Sulle politiche di contrasto delle povertà, un ambito delle politiche sociali fra i più rilevanti, è dall’agosto 2016 che si susseguono dichiarazioni e annunci. I progetti di inserimento delle persone in condizione di povertà sono stati presentati come una novità rivoluzionaria quando invece è noto a tutti che in Italia sono stati introdotti sperimentalmente nel 1998, in Sardegna sono stati introdotti nel 2007 con il programma regionale di contrasto delle povertà anticipando le recenti decisioni nazionali e da anni sono realizzati efficacemente da molti Comuni.

Nell’applicazione della legge regionale sul reddito di inclusione sociale, di volta in volta sono stati individuati formalmente differenti soggetti attuatori (prima l’INPS, i PLUS ora finalmente i Comuni) e differenti criteri per individuare i soggetti beneficiari. In questo modo si sono accumulati gravissimi ritardi e sono state lasciate le famiglie in condizione di povertà senza alcun supporto pubblico per un anno finanziario intero.

Il  principio che ha orientato le scelte in questi lunghi mesi di attesa è stato sempre lo stesso: è sufficiente pensare, successivamente scrivere un provvedimento, organizzare un po’ di consultazione e disporre la sua attuazione – con una nota, con una delibera, con una legge – non è necessario costruire con attenzione le condizioni organizzative e professionali, valorizzare i soggetti che prevedibilmente potranno assicurare una buona attuazione, favorire collaborazioni, reti attuative.

Per certi versi, sembra di essere tornati agli anni Novanta del secolo scorso quando si pensava che fosse sufficiente progettare un programma per assicurarne una sua realizzazione organica, quando la cosiddetta fase di implementazione non era ritenuta la fase più rilevante nell’erogazione degli interventi.

Il sociale non è più parte significativa di una strategia volta a promuovere la salute delle persone e il recente decreto del Presidente del Consiglio dei Ministri che definisce e aggiorna i livelli essenziali di assistenza sembra che non riguardi e non abbia alcuna implicazione per le attività del sociale.

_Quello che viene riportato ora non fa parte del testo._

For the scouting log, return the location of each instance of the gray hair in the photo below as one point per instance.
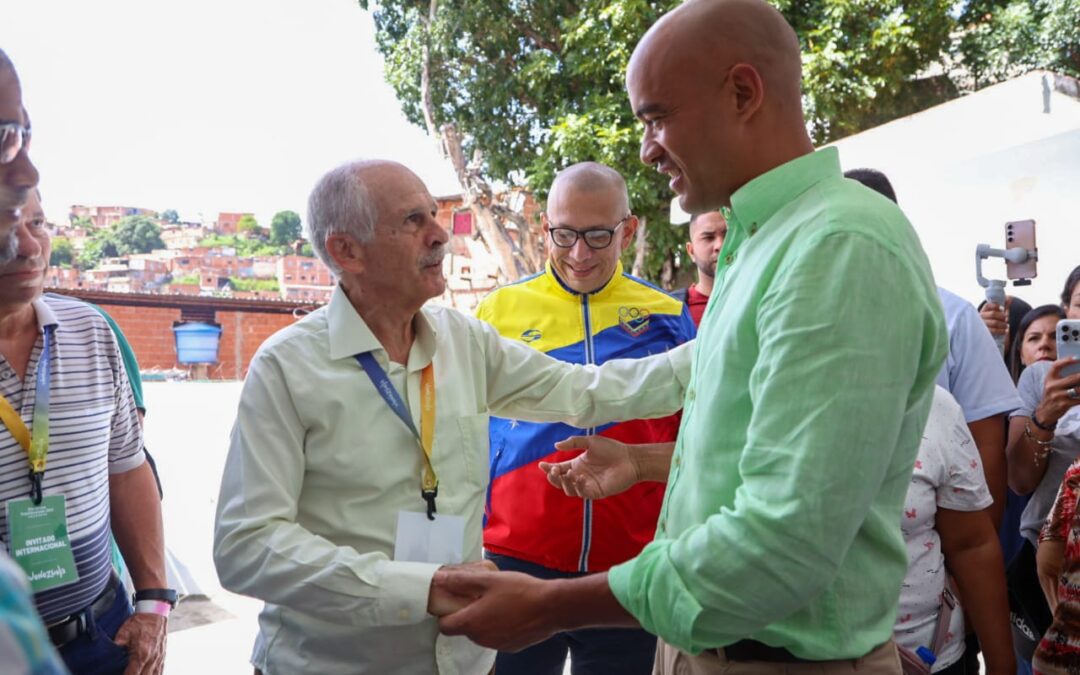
(340, 204)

L’integrazione socio-sanitaria, che la legge 23/2005 ha posto al centro della sua formulazione, ha fatto molti passi indietro in questi anni, riduzioni del personale hanno indebolito gravemente i servizi di salute mentale e i servizi per le dipendenze e hanno limitato significativamente le presenze degli operatori, gli orari di accoglienza e di cura. I programmi a favore delle persone con disabilità grave non sono più concretamente un’area dove si realizza l’integrazione socio-sanitaria.

Tutti gli interventi del Fondo per la non autosufficienza sono stati pensati per agire nell’area “grigia” degli interventi sanitari a bassissima intensità (una parte considerevole della riabilitazione globale estensiva, degli inserimenti di lungo periodo in strutture residenziali sanitarie, degli interventi di gestione del disturbo mentale) riportandone una parte considerevole nel sistema degli interventi sociali. Il loro consolidamento e la loro crescita incide inevitabilmente sul numero delle prestazioni sanitarie, ma anche sulla spesa sanitaria complessiva.

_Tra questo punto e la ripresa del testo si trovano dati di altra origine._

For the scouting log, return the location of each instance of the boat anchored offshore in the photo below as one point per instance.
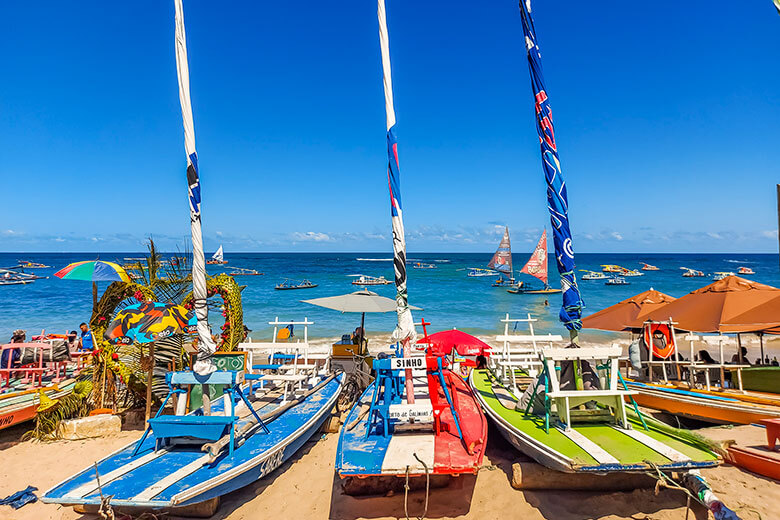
(362, 279)
(217, 258)
(530, 394)
(475, 272)
(288, 285)
(593, 275)
(536, 267)
(691, 273)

Su questi mesi, sul supporto alla domiciliarità, sulle forme innovative di abitare assistito, sulle strutture residenziali, vari gruppi di lavoro hanno elaborato documenti organici, ma non si comprende per quali motivi non si prevede alcuna attuazione di queste proposte. Pigliaru è stato votato sulla base di un programma sulle politiche sociali e sanitarie sicuramente molto differente che intendeva consolidare quanto faticosamente realizzato negli anni passati, adeguando, allo stesso tempo, programmi e interventi alle nuove esigenze sociali.

Ora, la soluzione che alcuni esponenti di Giunta propongono per rilanciare le politiche sociali è la soppressione della Direzione generale delle politiche sociali e la ripartizione delle sue attuali competenze tra l’Assessorato al lavoro e l’Assessorato alla sanità assumendo come riferimento quanto realizzato a livello nazionale con il Ministero del lavoro e delle politiche sociali. Si dimentica, però, che lo Stato non ha competenza in materia sociale (salvo la definizione delle norme necessarie per assicurare a tutti, sull’intero territorio nazionale, il godimento di prestazioni garantite) e le Regioni, invece, hanno competenze esclusiva in questa materia.

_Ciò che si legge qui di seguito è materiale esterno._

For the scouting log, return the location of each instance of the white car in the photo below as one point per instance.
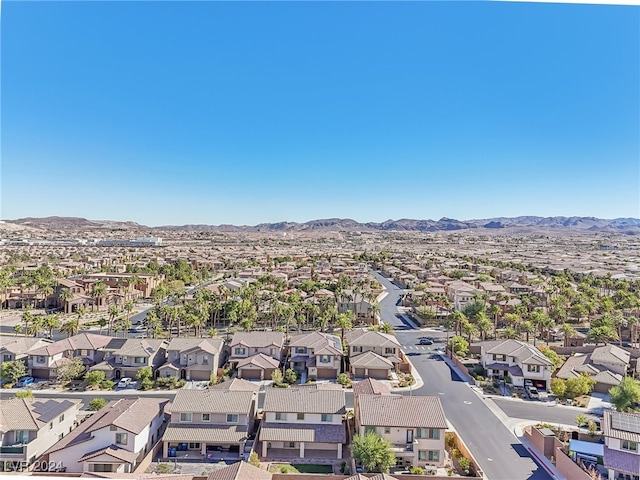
(124, 382)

Comunque, in questa proposta non c’è nulla di nuovo: nella nostra Regione le competenze sociali per decenni sono state distribuite su vari Assessorati (Lavoro, Sanità, Affari generali, Presidenza). Nel 1988, la legge regionale n.4, per superare frammentazioni e duplicazioni degli interventi ha affidato tutte le competenze sociali al preesistente Assessorato sanità nella consapevolezza che buona parte delle problematiche sociali hanno una dimensione sanitaria decisiva (basti pensare alla condizione anziana che diventa critica quando interviene una patologia, alla disabilità, ma anche alla violenza di genere o alla povertà che nelle condizioni più gravi e persistenti ha di norma storie di dipendenza e di salute mentale).

Se ora nel governo del sociale stanno emergendo delle difficoltà credo che piuttosto che proporre ritorni all’indietro, vadano valutate con più attenzione le attuali specifiche responsabilità organizzative e umane.

A questo punto dovremmo chiederci per quali motivi si stanno indebolendo tutti i capisaldi delle politiche sociali regionali e la rete dei servizi alla persona. Qual è la strategia al di là delle dichiarazioni ufficiali? Per quali motivi non si dà alcuna attuazione a documenti predisposti da rappresentativi gruppi di lavoro e finalizzati a rinnovare operatività e procedure nella erogazione delle prestazioni per le persone con disabilità grave, nella organizzazione e rilancio della programmazione locale (PLUS), per promuovere una reale inclusione sociale delle persone in condizione di povertà?

Non è chiaro se le politiche sociali siano ancora considerate un settore innovativo delle politiche regionali oppure se s’intende risolvere una volte per tutte questa specificità regionale per affermare una visione della società in cui solo i veramente poveri e i veramente disabili sono assistiti, mentre agli altri si destinano politiche pubbliche sempre meno efficaci che necessariamente dovranno essere integrate dalle risorse economiche e umane di cui dispongono le famiglie.

Per la nostra fortuna, esiste ancora una realtà costituita da tanti operatori sociali, da tanti amministratori, tante associazioni di terzo settore che intendono comunque continuare ad operare con coscienza e conoscenza professionale, che con fatica stanno ancora producendo esperienze efficaci e innovative. A queste persone e a questi organismi associativi ci rivolgiamo nella speranza che rinasca una discussione pubblica sulle politiche sociali, sui modi e le azioni che ne possano favorire la tutela e il rilancio.

*Ricercatore e consulente  in Italia e nel Regno Unito nell’ambito di progetti internazionali sulle trasformazioni del welfare nei paesi OECD.